Conférence

L’innovation des pays émergents rencontre la finance genevoise

Le Social Good Summit permet à des entrepreneurs d’exposer leurs solutions pour atteindre les objectifs de développement durable de l’ONU. Et peut-être de trouver des financements

La troisième édition du Social Good Summit s’est tenue ce mardi à Genève, en marge du World Investment Forum organisé jusqu’au 26 octobre au Palais des nations. Organisé par le Programme des Nations Unies pour le Développement (PNUD), le Social Good Summit vise à rapprocher le monde financier et des entreprises innovantes basées dans les pays émergents. Devant un public de plus de 200 personnes, une vingtaine de start-up ont ainsi présenté leurs initiatives permettant d’atteindre les 17 objectifs de développement durable (ODD) de l’ONU.

Des chatbots pour améliorer l'enseignement

Parmi ces «elevator pitches» d’une quinzaine de minutes, celui de la start-up brésilienne MGov a montré comment l’intelligence artificielle peut améliorer la qualité de l’enseignement (ODD numéro 4) à moindre coût. «Notre plateforme envoie des messages interactifs aux enseignants, élèves ou parents pour qu’ils adoptent de meilleures habitudes en matière d’enseignement», résume le fondateur de la start-up, Guilherme Lichand.

Son approche repose sur les chatbots, ces logiciels capables de mener une conversation, qui envoient des suggestions d’actions, sur le modèle des «nudges», ces petites influences quotidiennes théorisées par le Prix Nobel d’économie 2017, Richard Thaler.

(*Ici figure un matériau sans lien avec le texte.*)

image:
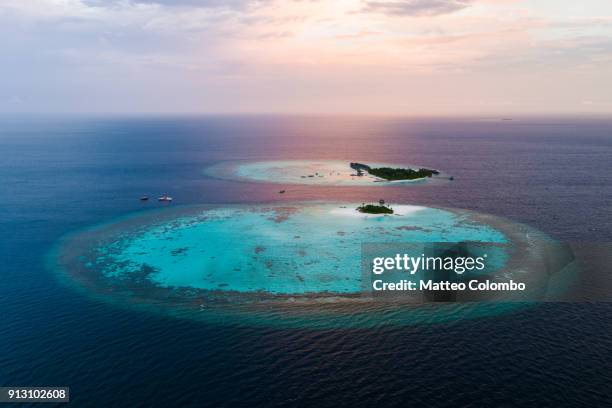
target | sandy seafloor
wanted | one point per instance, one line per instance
(295, 258)
(311, 172)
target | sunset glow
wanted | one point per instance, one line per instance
(421, 57)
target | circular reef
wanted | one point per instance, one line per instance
(325, 173)
(292, 264)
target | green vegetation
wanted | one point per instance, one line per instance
(375, 209)
(390, 174)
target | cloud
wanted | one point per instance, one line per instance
(172, 3)
(415, 7)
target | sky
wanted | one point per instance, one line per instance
(388, 57)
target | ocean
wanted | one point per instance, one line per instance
(62, 174)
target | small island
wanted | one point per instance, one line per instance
(375, 209)
(391, 174)
(394, 174)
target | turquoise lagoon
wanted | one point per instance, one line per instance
(314, 172)
(295, 259)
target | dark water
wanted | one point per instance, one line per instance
(59, 175)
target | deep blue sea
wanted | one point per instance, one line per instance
(62, 174)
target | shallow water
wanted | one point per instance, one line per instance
(64, 175)
(312, 172)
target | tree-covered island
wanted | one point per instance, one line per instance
(391, 174)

Au tarif de 2 dollars par mois et par enseignant, MGov a généré 700 000 dollars de revenus l’an dernier, et souhaite lever des fonds pour étendre sa clientèle.

Construire un logement sain en 6 jours

C’est depuis l’Ukraine que l’entrepreneur français Raphaël Petit veut déployer ses «armes de construction massive». Des murs préfabriqués à base de bois, paille et argile permettant de construire un logement sain en 6 jours, «sans émission de CO2, sans déchet, pratiquement sans énergie», pour un coût inférieur de 30% aux normes.

Son projet, Rainbow Ecosystem, se heurte aux réglementations existantes, qui érigent des barrières à l’arrivée de nouveaux acteurs, dénonce Raphaël Petit, qui avoue se sentir «un peu comme Robin des Bois: je prends aux riches pour donner aux pauvres – ce qui explique que je sois venu à Genève».